Shell is reviewing plans to invest £25 billion in British projects after the UK government extended a windfall tax on energy companies.
The company said it would now look at each of its projects on a “case-by-case basis” after Chancellor of the Exchequer Jeremy Hunt raised the levy on oil and gas profits from 25 per cent to 35 per cent in his autumn statement.
The government forecasts that the tax, which was also extended from the end of 2025 to 2028, will raise £14 billion for the Treasury next year to help pay for support for people’s energy bills.
“We're going to have to evaluate each project on a case-by-case basis,” said Shell's UK chairman David Bunch told the Confederation of British Industry's annual conference in Birmingham on Monday.
“When you tax more, you're going to have less disposable income in your pocket, less to invest.”

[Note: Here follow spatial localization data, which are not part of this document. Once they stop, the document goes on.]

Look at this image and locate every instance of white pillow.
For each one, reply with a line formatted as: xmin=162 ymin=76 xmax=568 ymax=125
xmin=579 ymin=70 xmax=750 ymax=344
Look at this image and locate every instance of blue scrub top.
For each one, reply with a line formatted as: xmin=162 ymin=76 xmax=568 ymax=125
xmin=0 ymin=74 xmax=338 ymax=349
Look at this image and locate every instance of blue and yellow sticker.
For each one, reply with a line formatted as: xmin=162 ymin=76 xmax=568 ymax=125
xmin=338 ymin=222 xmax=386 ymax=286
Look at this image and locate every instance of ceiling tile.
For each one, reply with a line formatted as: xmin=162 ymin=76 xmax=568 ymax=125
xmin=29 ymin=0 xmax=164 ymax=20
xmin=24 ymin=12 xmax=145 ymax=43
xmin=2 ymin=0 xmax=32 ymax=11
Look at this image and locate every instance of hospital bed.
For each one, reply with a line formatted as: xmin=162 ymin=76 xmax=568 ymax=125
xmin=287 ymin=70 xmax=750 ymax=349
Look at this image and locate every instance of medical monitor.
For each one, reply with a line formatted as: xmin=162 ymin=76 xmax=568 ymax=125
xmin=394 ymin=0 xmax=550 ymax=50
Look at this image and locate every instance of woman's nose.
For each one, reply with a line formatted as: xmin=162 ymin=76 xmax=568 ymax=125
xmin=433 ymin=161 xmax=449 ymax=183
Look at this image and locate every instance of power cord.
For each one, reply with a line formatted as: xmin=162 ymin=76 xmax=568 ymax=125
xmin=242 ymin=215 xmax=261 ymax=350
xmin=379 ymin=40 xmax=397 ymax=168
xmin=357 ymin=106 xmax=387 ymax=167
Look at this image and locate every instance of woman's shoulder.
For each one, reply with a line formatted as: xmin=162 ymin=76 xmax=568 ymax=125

The windfall tax — so called because it targets bumper profits firms had not expected to make or were not responsible for — takes the total levy paid on oil and gas profits to 75 per cent, among the highest in the world.
But companies can deduct most investments in new oil and gas projects from the tax. And for many, profit made in the UK is a small part of their operations.
Shell has said it does not expect to pay any extra tax this year given heavy investment in the North Sea.
Mr Hunt told the Commons: “I have no objection to windfall taxes if they are genuinely about windfall profits caused by unexpected increases in energy prices.
“But any such tax should be temporary, not deter investment.”
Shell announced its plan earlier this year to invest £20bn to £25bn over the next 10 years in Britain's energy infrastructure including oil and gas, offshore wind, electric vehicle charging and hydrogen.
“We outlined an investment package five months ago of £25bn, and the one thing I said was we really need a stable fiscal environment to make sure we can get that investment out of the door,” Mr Bunch said.
“Since then, we have had three budgets, a couple of prime ministers, so it's welcome to see some stability.
“But we are going to have to look at each of those projects on a case-by-case basis and re-evaluate them, based on the current fiscal outlook, and that will determine whether or not we invest at the amount we previously discussed.”
Last month, the company announced its second highest quarterly profit on record thanks to soaring energy prices.
Underlying income hit $9.5bn (£8.2bn) in the third quarter — more than double the $4.2bn it made in the same period last year.
However, it was lower than the record $11.4bn profits it recorded in the second quarter, between April and June, after oil prices surged to $120 a barrel.